In Dohnavur, India, Amy Carmichael became a kidnapper. According to local custom young girls dedicated to the Hindu gods were forced into prostitution to earn money for the priests. Amy heard about a five-year-old girl named Kohila who faced just such a fate. Dressed in a sari, her skin stained brown, Amy could pass as a Hindu. Disguised in this way she rescued the little girl and gave her shelter. Now she understood why God had given her brown eyes. Blue eyes would have been a dead giveaway!
When the child’s guardians discovered what had happen they demanded the child’s return. Amy refused to return the little girl to a life of certain abuse and arranged for Kohila to "disappear" to a safe place. Technically that made her a kidnapper. Over the years, Amy would rescue many other children, often at the cost of extreme exhaustion and personal danger. Charges were brought against Amy. She faced a seven year prison term.
Amy did not go to prison. A telegram arrived on February 7, 1914, saying, "Criminal case dismissed." No explanation was ever forthcoming, but those who worship Amy's Lord have no doubt that He had a hand in the decision.
Amy would continue her mission for the next fifty years until her death in 1951. Her first under-cover mission, to rescue little Kohila from the temple, happened on March 9, 1901 — 106 years ago this week.
Other things that happened this week - March 4 - 10.
March 4, 1866 - Alexander Campbell, founder of the Disciples of Christ and the Church of Christ, dies. He sought desperately to get back to a "simple evangelical Christianity," founded on the Bible and the Bible alone.
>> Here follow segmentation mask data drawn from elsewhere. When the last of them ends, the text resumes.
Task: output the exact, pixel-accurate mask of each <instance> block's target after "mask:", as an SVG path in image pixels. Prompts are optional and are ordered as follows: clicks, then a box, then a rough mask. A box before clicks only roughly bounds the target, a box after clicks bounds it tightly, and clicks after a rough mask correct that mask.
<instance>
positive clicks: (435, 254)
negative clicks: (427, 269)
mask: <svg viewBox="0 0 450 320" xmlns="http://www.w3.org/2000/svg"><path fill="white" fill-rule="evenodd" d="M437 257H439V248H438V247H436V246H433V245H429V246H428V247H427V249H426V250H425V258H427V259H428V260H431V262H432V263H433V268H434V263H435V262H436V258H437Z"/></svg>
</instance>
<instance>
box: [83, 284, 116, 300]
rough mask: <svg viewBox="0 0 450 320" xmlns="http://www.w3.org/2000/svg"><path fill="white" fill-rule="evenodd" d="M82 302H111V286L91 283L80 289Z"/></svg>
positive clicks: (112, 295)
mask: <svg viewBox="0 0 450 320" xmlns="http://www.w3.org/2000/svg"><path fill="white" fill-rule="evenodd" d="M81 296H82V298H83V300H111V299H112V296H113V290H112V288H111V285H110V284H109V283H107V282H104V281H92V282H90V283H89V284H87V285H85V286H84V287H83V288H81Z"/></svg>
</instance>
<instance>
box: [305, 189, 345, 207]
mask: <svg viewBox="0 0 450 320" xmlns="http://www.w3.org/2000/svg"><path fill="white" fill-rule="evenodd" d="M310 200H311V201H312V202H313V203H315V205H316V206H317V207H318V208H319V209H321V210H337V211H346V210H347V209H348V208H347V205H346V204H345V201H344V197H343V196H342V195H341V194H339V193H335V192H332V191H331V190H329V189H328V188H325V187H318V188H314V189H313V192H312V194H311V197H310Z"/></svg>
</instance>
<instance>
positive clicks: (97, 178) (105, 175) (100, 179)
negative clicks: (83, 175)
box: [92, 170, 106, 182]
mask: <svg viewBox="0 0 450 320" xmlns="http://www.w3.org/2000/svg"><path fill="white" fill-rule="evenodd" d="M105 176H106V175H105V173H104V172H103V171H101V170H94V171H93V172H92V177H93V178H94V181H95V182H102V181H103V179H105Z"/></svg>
Campbell believed that creeds, confessions and liturgy could only bring division, not unity to the universal Christian church. To use his words, "The testimony of the Apostles is the only and all-sufficient means of uniting Christians.”
March 7, 203 - Perpetua, a Christian about 22 years old, her slave, Felicitas, and several others are martyred at the arena in Carthage. They were flogged, faced hungry leopards loosed by Roman officials, and finally beheaded by a gladiator. She remains one of early Christianity's most famous martyrs.
March 8, 1915 - The US Supreme Court finds religious education in the public schools in volitation of the First Amendment of the Constitution.
March 10, 1302 - Pope Boniface VIII sentences politician, Dante Alighieri, to be burned to death for political reasons. He avoided the fate by living in exile, but he never saw his wife again. During his time of exile Dante turned to writing poetry and eventually penned his most famous work, The Divine Comedy.